Детворе сразу стало скучно возле Михаила Лукича, подняли горячие велосипеды, погнали на речку, а он пошел к лавке деда Александра.

– Обрядиться-то хошь, поди? – спросил он Макара.

Макар ерзнул головой об горячее бревно дома, чтобы кепка опустилась пониже на лоб, поглядел из-под козырька на приятеля.

– Да чего я тебе скажу? По жаре-то и без обряда тошно, а то дело, что задарма, да пропадет если, дак и худ квас, да лучше в нас. А ты смурной, гляжу?

Михаил Лукич хотел, было, отмахнуться, но не отмахнулось у него.

– Худо. Повертеть-то даве сел, молошник хорошо пошел, а кринка сперва на кулак ладила намотаться, а потом и опухла.

– Обрядом опахнуло.

– Да какой к лешему обряд. Руки по пуду – што та, што эта. – Он поглядел на изношенные свои руки, пошевелил пальцами. – Ванятка вон говорит старый, мол, стал.

– Да, чай, не жениться тебе – горшки-то ляпать. Погоди, щас замолодеем! – И Макар упер колоду в землю, чтобы подняться с лавки. – Замолодеем, говорю, баррикада?

– Да, да, да, да, – откликнулся дед Александр.

Глава 5.

Стол в доме оказался мал для стольких гостей, и хозяин хотел примоститься в сторонке, рядышком с Макаром, о его усадили в передний угол, дескать, он сегодня главный именинник. Михаил Лукич не запротивился, ему даже приятно стало от такого почтения. И Матрене стало приятно за старика, и Макару – за приятеля. Леонид Константинович тем временем поднял стопку, оглядел приезжих, хозяина, и у Михаила Лукича екнуло под рубахой: чего такого скажет председатель? Первым делом про колхоз, конечно, – это у него так водится, а потом уж и про хозяина может, а то и про горшки. Язык у него поворотливый.

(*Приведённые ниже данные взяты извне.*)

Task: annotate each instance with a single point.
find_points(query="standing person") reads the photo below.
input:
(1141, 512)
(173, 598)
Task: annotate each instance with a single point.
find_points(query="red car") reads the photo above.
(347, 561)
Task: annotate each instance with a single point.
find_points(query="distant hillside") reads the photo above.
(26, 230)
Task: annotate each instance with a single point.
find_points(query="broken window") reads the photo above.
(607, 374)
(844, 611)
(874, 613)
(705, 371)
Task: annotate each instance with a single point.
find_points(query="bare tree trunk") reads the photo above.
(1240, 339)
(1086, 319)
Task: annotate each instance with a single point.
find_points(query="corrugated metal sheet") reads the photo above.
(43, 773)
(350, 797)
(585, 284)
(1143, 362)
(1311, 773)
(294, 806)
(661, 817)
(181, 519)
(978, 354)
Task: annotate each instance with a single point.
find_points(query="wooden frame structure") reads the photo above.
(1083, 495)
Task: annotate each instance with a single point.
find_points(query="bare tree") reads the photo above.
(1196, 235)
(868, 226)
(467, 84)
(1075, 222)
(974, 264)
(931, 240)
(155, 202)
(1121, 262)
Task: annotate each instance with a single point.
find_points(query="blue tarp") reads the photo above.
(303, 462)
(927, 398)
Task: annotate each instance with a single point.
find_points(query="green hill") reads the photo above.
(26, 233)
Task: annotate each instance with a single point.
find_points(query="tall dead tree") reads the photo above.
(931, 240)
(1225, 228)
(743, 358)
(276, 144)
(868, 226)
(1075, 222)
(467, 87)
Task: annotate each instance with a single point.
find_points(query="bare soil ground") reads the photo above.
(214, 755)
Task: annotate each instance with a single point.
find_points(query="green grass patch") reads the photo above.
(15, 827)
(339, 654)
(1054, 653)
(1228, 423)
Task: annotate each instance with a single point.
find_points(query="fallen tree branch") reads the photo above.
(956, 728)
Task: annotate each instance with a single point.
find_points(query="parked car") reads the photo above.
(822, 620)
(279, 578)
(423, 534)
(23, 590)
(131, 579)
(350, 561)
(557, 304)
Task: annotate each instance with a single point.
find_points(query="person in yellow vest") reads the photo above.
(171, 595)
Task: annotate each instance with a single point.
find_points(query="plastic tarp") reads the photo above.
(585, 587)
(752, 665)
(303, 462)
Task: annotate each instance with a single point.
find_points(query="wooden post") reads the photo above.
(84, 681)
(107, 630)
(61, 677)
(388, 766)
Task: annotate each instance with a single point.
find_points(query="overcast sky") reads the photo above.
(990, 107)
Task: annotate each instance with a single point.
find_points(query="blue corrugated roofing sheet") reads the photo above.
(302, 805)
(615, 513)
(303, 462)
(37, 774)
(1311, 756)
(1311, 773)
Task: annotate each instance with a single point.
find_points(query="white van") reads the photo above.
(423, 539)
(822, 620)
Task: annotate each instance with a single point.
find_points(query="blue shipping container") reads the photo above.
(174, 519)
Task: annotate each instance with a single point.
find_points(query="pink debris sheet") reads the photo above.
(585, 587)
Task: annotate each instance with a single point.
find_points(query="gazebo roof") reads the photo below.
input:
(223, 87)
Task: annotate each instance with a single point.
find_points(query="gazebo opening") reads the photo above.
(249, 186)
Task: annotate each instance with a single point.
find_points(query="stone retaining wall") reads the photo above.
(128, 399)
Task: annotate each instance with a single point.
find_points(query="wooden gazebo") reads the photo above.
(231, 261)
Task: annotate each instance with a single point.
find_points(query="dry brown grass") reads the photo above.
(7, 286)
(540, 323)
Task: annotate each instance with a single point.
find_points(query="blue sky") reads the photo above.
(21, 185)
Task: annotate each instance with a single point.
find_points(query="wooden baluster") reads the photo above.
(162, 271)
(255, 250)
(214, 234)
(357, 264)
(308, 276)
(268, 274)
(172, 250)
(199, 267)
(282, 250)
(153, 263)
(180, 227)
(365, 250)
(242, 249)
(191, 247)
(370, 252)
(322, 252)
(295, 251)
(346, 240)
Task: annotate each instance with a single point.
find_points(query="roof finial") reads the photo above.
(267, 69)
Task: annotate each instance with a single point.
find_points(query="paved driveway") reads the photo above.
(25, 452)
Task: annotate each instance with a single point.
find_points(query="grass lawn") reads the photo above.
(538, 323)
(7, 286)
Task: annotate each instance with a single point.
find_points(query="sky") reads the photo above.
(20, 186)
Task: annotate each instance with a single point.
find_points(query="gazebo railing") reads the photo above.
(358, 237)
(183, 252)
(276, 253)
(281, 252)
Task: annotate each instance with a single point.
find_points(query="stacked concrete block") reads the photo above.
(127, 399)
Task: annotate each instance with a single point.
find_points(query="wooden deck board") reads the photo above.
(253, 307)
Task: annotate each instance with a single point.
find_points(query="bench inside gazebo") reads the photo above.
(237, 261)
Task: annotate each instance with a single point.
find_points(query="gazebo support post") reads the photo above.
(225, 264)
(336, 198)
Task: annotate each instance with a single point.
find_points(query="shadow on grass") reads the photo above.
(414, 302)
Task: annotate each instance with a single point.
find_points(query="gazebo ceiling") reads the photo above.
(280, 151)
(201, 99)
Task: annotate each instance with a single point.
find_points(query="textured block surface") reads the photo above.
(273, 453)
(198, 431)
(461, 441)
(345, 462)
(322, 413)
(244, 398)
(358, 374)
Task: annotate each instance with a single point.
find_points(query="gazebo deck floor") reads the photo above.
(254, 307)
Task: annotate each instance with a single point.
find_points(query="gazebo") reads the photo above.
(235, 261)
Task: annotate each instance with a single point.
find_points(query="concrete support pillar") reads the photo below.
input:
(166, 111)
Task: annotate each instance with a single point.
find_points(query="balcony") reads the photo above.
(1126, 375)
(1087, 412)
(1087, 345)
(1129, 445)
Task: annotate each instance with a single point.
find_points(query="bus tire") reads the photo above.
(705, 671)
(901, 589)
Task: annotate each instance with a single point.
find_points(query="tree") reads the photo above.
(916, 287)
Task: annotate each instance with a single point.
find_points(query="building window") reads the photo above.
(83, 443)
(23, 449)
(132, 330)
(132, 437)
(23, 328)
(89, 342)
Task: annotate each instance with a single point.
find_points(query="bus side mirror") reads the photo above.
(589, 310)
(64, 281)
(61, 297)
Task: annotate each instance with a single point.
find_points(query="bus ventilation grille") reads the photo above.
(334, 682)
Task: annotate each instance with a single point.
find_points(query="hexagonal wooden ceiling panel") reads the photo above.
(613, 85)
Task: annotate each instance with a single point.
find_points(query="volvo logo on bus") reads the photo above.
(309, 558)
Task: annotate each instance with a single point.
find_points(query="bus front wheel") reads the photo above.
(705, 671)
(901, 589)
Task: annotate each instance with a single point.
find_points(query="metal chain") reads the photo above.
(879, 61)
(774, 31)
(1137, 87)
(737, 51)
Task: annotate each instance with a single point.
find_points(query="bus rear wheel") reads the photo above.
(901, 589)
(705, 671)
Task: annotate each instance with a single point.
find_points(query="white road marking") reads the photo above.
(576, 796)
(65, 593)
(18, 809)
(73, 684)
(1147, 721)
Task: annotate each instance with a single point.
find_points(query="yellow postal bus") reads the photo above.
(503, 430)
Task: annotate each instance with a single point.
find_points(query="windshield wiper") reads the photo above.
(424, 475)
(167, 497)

– Ну, так что же, гости дорогие? Тостов вам на сегодня хватит, председатель обвел рукой стол, дескать, есть, подо что тосты говорить, а первый тост я предлагаю…

Опять екнуло у старика: неушто своему же заведению изменит – не с колхоза начнет?

– … предлагаю за успех дела. За ваш успех, за наш за колхозный, за всеобщий, словом. Чтобы каждому его дело с пользой было, как вон горшки нашему хозяину.

Водка оказалась холодной – в погребе стола у Митрича, на льду – пошла хорошо. И рубец из телячьей брюшины был холодный, и хрен в баночке – тоже со льда. Митрич толк в «обряде» знает.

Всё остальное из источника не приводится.